Risky Banks
Financially stable banks are essential to the functioning of our economy. But regulators and investors alike have struggled to find a good way to distinguish which banks pose the highest economic risk. Existing methodologies, like the Basel convention’s “risk-weighted asset” calculations, are deeply flawed and have historically lacked predictive power.
But in a groundbreaking new paper, Stanford professor Charles Lee (a friend and mentor) has developed an innovative methodology for assessing bank risk. Lee’s measure of “loan portfolio risk” predicts expected loan losses and is effective at predicting bank failures up to five years in advance.
The most dangerous types of loans are those with the most variable default rates. These types of loans can look benign for long periods but then experience massive default waves that catch banks by surprise and thus lead to failures. Lee finds that residential real estate loans, construction loans, and—surprisingly—sovereign loans have the highest standard deviation of defaults.
Figure 1: Aggregate Delinquency Rates by Loan Type over Time
Source: Lee et al.
Greater exposure to these higher risk loans creates a higher risk of failure.
But that’s only part of the story. It’s not just the exposure to risky loans but the correlation of the defaults of those risky loans that matters. A bank could own multiple categories of highly risky loans, but if those types of loans had uncorrelated default rates, the bank’s loan portfolio might not actually be that risky.
We know, for example, that construction loans and residential real estate loans are two of the riskiest categories. But those two categories have a correlation of only 66%, whereas construction has an 86% correlation with non-residential real estate. In other words, if we posited two banks making the same total amount of loans, the bank that makes loans in construction and non-residential real estate would be riskier than the bank that makes loans in construction and residential real estate. The correlation matrix for the five largest loan categories is below.
Figure 2: Correlations of Aggregate Delinquency Rates across Loan Categories
Source: Lee et al.
These two factors—the types of loans a bank makes and the correlation of loan default rates by type—are both important to predicting future bank failures, with the type of loan being a bit more important than the correlation of loan defaults.

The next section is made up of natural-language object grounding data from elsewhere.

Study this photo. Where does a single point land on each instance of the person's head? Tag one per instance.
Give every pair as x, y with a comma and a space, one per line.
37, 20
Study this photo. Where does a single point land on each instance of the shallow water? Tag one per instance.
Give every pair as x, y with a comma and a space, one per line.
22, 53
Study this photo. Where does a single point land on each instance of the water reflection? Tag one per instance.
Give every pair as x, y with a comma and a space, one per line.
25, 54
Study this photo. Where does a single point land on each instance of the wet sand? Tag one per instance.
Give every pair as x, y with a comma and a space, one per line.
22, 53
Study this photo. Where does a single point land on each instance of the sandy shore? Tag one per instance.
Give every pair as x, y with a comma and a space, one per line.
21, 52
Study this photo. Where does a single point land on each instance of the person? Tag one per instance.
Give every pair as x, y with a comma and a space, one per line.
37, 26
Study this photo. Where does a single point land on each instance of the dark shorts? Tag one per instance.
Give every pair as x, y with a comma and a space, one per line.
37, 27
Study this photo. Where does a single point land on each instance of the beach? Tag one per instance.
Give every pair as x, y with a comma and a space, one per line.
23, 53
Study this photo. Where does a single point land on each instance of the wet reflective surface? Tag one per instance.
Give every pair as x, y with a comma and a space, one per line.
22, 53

When combined into Lee’s “loan portfolio risk” score, these variables are powerfully predictive of future bank failures, significantly outperforming existing techniques. On a five-year horizon, the score is 53% accurate in predicting failure versus the commonly used CAMELS score, which achieves 41% accuracy on a five-year horizon.
This formula also has predictive power for the stock price performance of banks. During the financial crisis period (2007–2011), banks that scored in the lowest risk decile of Lee’s risk score earned 40.2% higher average annualized returns than the firms in the highest risk decile, as the majority of the firms in the highest risk decile failed and those in the lowest risk decile sailed along with almost no failures.
Understanding the causes and predictors of bank failures is very important to financial stability, and Lee’s latest work offers a dramatic improvement over the current “risk-weighted assets” calculations popularized by the Basel convention and the CAMELS score used by many regulators. This portfolio-based approach to understanding banks is also exploitable in equity markets, which do not fully price in this view of bank risk.